The Gingerbread Man (1998)

**½/****
starring Kenneth Branagh, Embeth Davidtz, Daryl Hannah, Robert Downey Jr.
screenplay by Robert Altman (as Al Hayes), based on a story by John Grisham
directed by Robert Altman

by Bill Chambers It's nice to see Robert Altman doing studio work again. After 1980's disastrously-received Popeye, the director steered clear of mainstream Hollywood entirely. Perhaps this is a chicken-egg scenario and it steered clear of him, but no matter: his return to a more formulaic brand of filmmaking showcases the director at his best and not-so. The Gingerbread Man is based on a dusty screenplay by John Grisham; curiously, for such an airport writer, several Important Filmmakers have adapted Grisham in the past (Sydney Pollack, Alan Pakula, and Francis Coppola), but nobody's done it with more personality than Altman.

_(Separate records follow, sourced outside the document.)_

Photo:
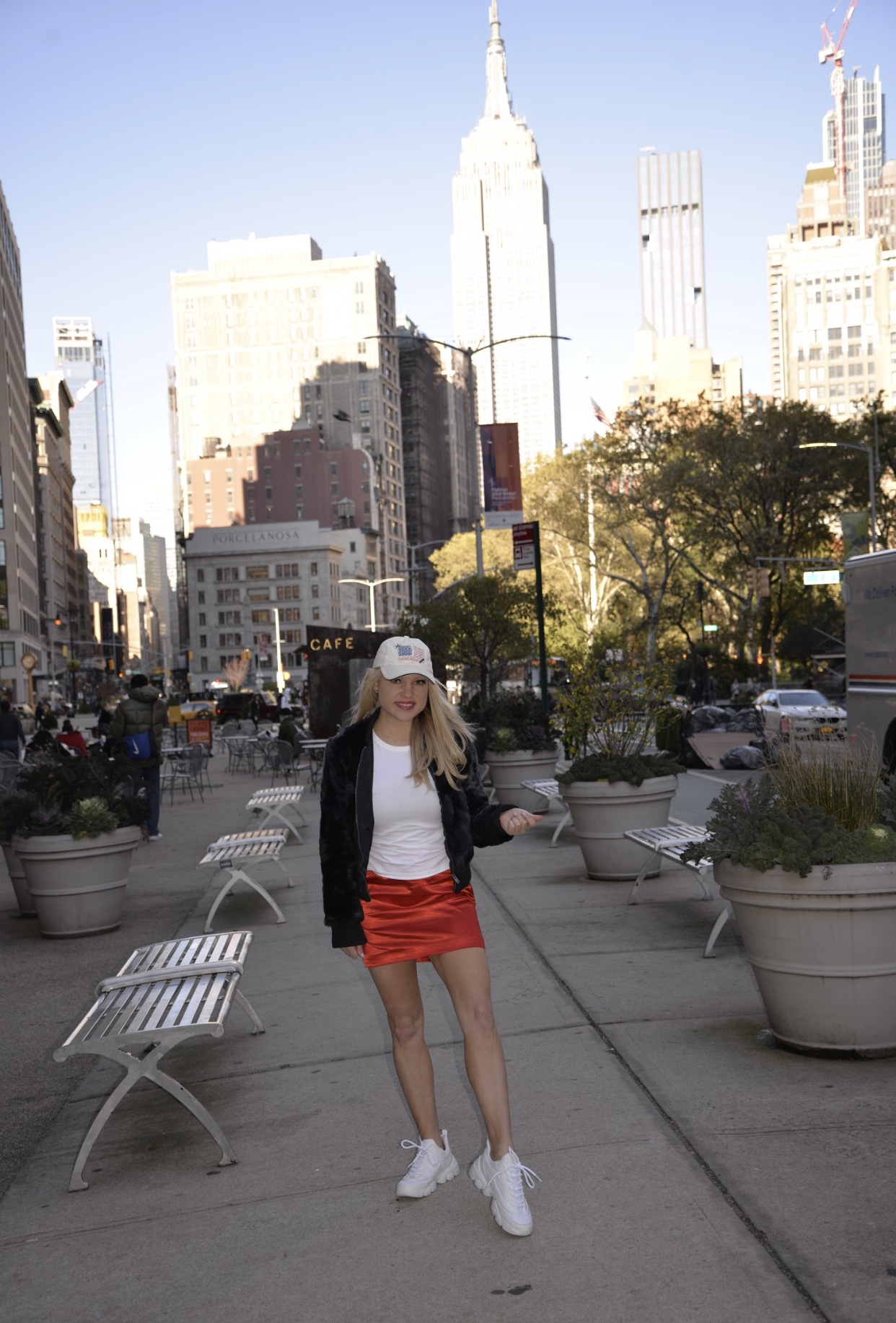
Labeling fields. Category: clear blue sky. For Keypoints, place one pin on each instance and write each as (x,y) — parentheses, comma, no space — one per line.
(130,134)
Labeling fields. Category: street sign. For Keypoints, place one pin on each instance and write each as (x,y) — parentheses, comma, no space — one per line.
(524,546)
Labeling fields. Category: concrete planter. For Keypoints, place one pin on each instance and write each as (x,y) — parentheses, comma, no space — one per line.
(824,953)
(78,886)
(605,810)
(511,769)
(19,883)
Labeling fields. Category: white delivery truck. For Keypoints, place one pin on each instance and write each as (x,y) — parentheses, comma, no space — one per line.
(870,598)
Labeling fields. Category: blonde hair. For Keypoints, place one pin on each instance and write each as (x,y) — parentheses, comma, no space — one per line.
(439,735)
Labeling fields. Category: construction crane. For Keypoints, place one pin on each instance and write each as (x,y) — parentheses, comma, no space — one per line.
(833,52)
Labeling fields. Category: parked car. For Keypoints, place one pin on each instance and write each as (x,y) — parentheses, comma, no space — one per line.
(232,707)
(197,708)
(799,715)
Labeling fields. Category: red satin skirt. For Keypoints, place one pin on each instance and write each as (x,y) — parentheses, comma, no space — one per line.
(411,920)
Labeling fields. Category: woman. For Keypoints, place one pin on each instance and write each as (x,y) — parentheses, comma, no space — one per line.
(402,808)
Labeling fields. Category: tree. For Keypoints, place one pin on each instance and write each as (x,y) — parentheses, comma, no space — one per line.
(483,625)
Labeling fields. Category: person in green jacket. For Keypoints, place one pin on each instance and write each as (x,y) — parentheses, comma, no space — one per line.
(138,722)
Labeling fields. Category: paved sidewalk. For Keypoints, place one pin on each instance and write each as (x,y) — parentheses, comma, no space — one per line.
(690,1170)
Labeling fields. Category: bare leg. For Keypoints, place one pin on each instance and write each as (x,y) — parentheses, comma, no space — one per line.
(465,974)
(400,995)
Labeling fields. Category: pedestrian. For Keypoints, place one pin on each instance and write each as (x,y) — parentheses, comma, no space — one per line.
(12,736)
(138,722)
(402,808)
(71,738)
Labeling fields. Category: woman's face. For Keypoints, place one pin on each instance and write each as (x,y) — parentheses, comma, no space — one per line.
(405,697)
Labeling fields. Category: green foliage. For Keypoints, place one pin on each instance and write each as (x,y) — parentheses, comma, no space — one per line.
(635,769)
(481,625)
(48,789)
(842,778)
(611,707)
(751,826)
(90,818)
(511,720)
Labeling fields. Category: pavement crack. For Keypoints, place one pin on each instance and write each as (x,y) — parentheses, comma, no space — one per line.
(756,1232)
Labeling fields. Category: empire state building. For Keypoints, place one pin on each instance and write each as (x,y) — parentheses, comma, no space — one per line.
(503,266)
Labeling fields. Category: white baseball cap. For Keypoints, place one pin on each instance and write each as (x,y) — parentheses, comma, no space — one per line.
(405,657)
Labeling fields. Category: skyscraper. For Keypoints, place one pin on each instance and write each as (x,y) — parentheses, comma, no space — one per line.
(78,355)
(503,266)
(866,146)
(20,626)
(274,332)
(832,305)
(670,228)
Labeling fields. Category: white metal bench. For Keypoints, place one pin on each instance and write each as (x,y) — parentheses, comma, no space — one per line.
(162,995)
(234,852)
(273,802)
(551,790)
(670,843)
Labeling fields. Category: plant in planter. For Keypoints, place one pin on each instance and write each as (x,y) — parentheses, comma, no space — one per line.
(74,826)
(807,855)
(608,715)
(519,743)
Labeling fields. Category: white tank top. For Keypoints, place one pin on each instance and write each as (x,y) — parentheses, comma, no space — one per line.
(408,839)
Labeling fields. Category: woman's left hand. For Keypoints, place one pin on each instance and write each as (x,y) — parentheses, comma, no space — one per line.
(517,822)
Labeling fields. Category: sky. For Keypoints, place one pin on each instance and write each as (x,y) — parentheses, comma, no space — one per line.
(133,133)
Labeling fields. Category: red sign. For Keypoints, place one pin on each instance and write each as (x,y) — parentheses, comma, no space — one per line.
(198,730)
(501,482)
(524,546)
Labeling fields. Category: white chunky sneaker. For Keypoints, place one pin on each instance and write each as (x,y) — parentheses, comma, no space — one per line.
(430,1167)
(503,1182)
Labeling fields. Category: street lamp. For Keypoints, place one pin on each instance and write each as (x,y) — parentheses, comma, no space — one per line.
(372,585)
(870,453)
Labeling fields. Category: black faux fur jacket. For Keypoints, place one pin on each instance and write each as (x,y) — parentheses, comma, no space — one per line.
(346,826)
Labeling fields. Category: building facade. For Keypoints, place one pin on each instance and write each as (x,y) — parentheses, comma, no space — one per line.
(864,141)
(273,333)
(670,245)
(880,206)
(57,536)
(670,368)
(79,356)
(426,455)
(242,580)
(503,266)
(832,306)
(20,605)
(289,475)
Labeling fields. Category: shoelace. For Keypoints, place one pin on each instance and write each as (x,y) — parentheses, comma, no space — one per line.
(429,1156)
(516,1174)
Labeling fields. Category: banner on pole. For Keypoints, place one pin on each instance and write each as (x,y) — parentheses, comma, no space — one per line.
(503,489)
(524,546)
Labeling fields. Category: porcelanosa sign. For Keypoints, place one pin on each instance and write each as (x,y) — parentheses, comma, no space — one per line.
(257,538)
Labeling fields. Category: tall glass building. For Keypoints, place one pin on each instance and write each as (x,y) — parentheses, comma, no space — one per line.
(79,356)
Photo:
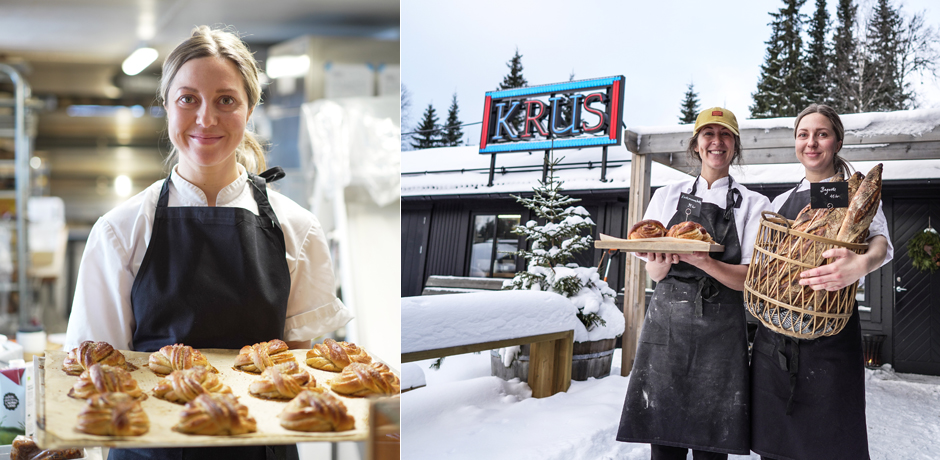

Kenneth Branagh stars as loutish Savannah lawyer Rick Magruder, who discovers after a celebration in his honour the pretty caterer Mallory Doss (Embeth Davidtz) screaming at her stolen vehicle as it peels away. Magruder offers her a ride home. She accepts. They make love. He learns of her crazy father, Dixon (Robert Duvall in a superb grizzled-prospector cameo), the probable thief of her car–the man likely also to have hanged her tabby from the ceiling. Magruder decides to prosecute Dixon, fearing for Mallory's safety; the judge declares the unkempt, lawyer-waiving Dixon a nutjob almost upon sight. The following day, however, as the (amusingly named) Hurricane Geraldo threatens the town, Dixon busts loose from the institution. Magruder's sanity comes undone as the lives of not only Mallory but his own children as well are placed in jeopardy, but is Dixon the only cause for worry?

Altman's rapport with actors is evident here, though a significant amount of improvisation is not. The easygoing performances he coaxes from company players Daryl Hannah (Atman's short-lived TV series "Gun"), as Magruder's loyal assistant Lois, and Robert Downey Jr. (Short Cuts), as womanizing snoop Clyde, nevertheless lack the looseness we've come to expect from an Altman ensemble. Branagh demonstrates somewhat untapped range here with a flawless southern drawl, and his eagerness to play Magruder as an occasionally charmless dimwit is admirable–if the acting is straight-arrow professional, at least the characters are proto-Altman antiheroes. Davidtz makes for a subtle femme fatale, convincing us that she's oblivious to her sexuality even as she uses it to get what she wants. The epitome of this difficult portrayal arrives near the start of the picture, when Mallory chooses a moment she's au naturel to beg for Magruder's compassion.

Magruder's paranoia is unfortunately one of the film's least persuasive elements, both in terms of plot and character. Altman is no stranger to mental breakdown and anguish (witness his deft handling of Griffin Mill (Tim Robbins) in The Player), but in The Gingerbread Man, they serve the resolution a little too comfortably–it's the climax feeding the foreshadow. Altman's trademark zooms and wide angles are in full effect and breathe fresh air into the Grisham program. He also drenches every exterior in increasingly harsh rain and it doesn't feel like an atmospheric gimmick–the constant downpour serves to alternately draw us deeper into the story and put us on edge. It's a soundtrack. (The film's literally sunny epilogue is atypically optimistic of Altman and also jarring to the senses.) Why only two-and-a-half stars? Because there are now as many lawyer movies as there are lawyer jokes, and no matter the auteur, it won't change the fact that movies in the vein of The Gingerbread Man are ultimately played out.